I manage to catch the pair post set. “We’re so grateful to be here first of all. We travelled like four hours in the car. It was worth every minute of traffic and stop offs and getting lost. We’re based in Leicester. Obviously there are six men in the band but there’s a seventh member in Kate and as a female she just fucking runs shit so Kate, you are the ethos.” Starts Mitch, keen to wax lyrical about mastermind Kate, “We’re very expressive in terms of fashion as well and that's another thing that Kate does. She’s a woman of many talents. She writes songs with us and she styles us as well. We’ve got so many clothes references like Harris Reed, both me and Kate adore, Billy Porter like we live for Billy Porter, Jonathan Van Ness…It's all about fluidity isnt it? You don’t need to put a label on fucking clothing...”

“...and we’re sick of seeing punk bands that are misogynistic, in white t-shirts and black jeans,” chimes in Kate. Their passion is palpable, their teamwork inspiring.

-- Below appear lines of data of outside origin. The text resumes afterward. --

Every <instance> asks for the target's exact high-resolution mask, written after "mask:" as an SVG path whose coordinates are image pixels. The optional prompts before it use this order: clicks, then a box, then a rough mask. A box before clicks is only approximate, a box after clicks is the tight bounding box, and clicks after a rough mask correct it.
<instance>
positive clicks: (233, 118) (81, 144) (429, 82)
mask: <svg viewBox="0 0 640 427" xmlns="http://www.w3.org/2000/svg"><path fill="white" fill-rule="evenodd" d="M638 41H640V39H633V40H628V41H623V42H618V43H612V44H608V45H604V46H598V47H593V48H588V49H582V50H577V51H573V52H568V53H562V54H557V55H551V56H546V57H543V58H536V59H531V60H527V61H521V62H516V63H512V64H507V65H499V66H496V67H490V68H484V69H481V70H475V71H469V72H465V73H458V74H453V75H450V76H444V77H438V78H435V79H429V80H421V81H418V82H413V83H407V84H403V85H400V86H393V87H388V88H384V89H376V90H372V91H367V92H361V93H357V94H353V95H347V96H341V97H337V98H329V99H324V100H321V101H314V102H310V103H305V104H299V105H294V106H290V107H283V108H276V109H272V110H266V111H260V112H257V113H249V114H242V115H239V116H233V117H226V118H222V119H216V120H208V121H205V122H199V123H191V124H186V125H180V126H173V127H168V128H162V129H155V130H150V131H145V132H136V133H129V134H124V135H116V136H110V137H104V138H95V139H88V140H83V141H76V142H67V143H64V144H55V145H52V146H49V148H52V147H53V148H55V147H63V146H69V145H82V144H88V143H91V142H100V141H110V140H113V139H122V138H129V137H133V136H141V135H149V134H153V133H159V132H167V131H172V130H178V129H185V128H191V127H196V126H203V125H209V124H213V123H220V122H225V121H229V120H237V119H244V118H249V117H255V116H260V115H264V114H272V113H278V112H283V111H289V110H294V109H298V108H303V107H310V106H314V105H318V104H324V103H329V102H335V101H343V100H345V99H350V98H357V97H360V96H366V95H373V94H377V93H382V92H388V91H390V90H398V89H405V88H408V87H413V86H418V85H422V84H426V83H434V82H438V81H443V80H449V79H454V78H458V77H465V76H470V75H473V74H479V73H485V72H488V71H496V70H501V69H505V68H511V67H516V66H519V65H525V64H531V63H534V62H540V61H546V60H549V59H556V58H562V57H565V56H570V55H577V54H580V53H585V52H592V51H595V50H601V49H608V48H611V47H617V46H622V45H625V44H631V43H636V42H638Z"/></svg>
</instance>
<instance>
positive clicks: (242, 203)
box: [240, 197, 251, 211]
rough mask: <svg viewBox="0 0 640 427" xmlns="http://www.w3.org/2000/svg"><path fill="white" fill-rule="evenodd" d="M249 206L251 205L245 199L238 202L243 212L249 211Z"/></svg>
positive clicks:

The final act I catch at Farm Fest is Grove. Stood atop the most imposing stage on site, a giant piece of farm machinery in The Boneshaker tent, they launch into a hypnotic set that traverses genres while retaining a sound that is uniquely their own. I didn’t realise how much of a basic bitch I’d devolved into until I lost my shit at the incorporation of Cardi B & Megan Thee Stallion’s WAP followed seamlessly by a remix of Toxic by Britney Spears.

Grove builds beats one rhythm at a time, able to drop everything down whilst retaining an infectious energy. Their manipulation of samples has led to a sound that is unmistakable their own, remixing songs as if written for them, and if the response of the crowd was anything to go by, they are sure to be a figurehead as a producer in the UK music scene.

As the shirtless bucket hat brigade emerge from the dark into the smoky lights of The Boneshaker once again, it’s time to make a french exit. From the porch of my tent behind the main stage I can hear Ibibio Sound Machine shout “DO YOU WANT ONE MORE SONG?” intermingling with heavy drum and bass, the chatter of thousands of partygoers and obscure musical phrases that are lost in the deluge of sound. I savour the crush of noise, hoping that, despite the colds, festival toilets, period panics, and godforsaken rain, this is not the last of my festival escapes of 2021. Farm Fest is life-affirming, and it's been a bloody blast!